Who warned him? Please cite your source.



The first part of this is probably true, but if you knew about the history of science you would know that mediaeval and Renaissance academicians were well aware of the sphericity of the Earth. See the Prologue and Chapter 1 of Christine Garwood's book Flat Earth: The History of an Infamous Idea (Macmillan, 2007), and Skeptic Thinker's posts 982 and 983.

I'm open to much of what you wrote except your (miracle?) knowledge that God wanted Isaiah to ONLY declare Yahweh's supremacy over Earth in an entire chapter of the Bible, rather than adding prophecy, gematria, exhortation, encouragement, and another of the many biblical scientific accuracy references.

You said it's your opinion, I tell you I attend fellowship with people who take mighty encouragement from the promises and principles in Isaiah 40.
 

SkepticThinker

Veteran Member
The prevailing wisdom was the Earth was flat when Oxford was founded. Columbus was warned about avoiding any attempt to circumnavigate the globe because there was no separation between academe and religion, and the Earth was thought flat with demons off its edge because the religious DID NOT read or study the Bible as they should have.
Did you not read my post on this?
You are spreading fables and myths here (in regards to flat earth).

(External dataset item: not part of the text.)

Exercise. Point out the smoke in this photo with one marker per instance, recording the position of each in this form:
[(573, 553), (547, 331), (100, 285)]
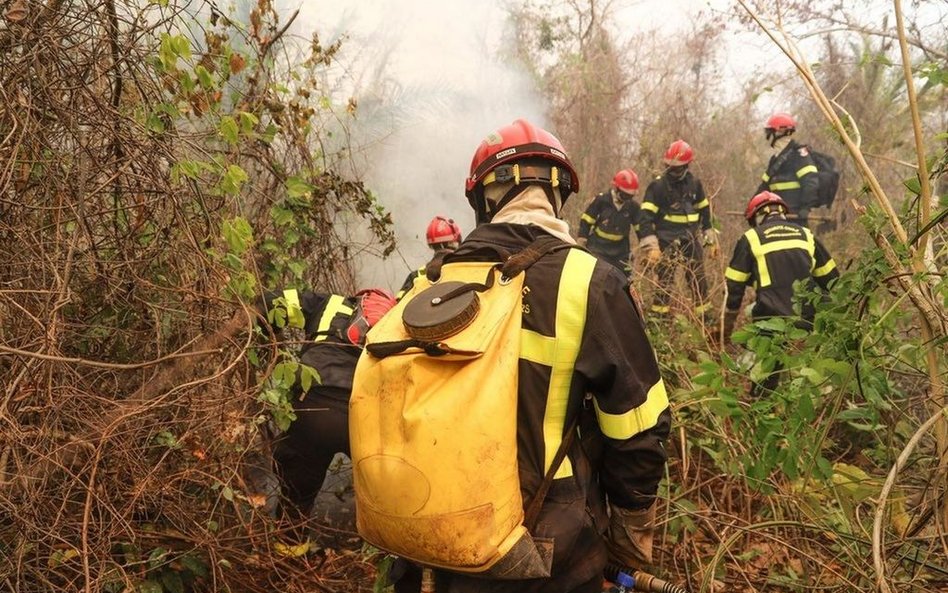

Where does the Bible say the earth is a sphere, by the way?
 

tas8831

Well-Known Member
Yeah, those aren't different, right? :shrug:;)
I do wonder where the "four corners" fits in with that?

I find it odd that the authors of the OT knew about the 'four points' of the compass rose - they were not well known for their maritime activities, etc., and according to a quick Google (which means I have all the answers), parts of the OT that contain references to 'four corners' of the earth were written generally in the 500+ BC range, whereas the first compasses were not in use for hundreds of years later.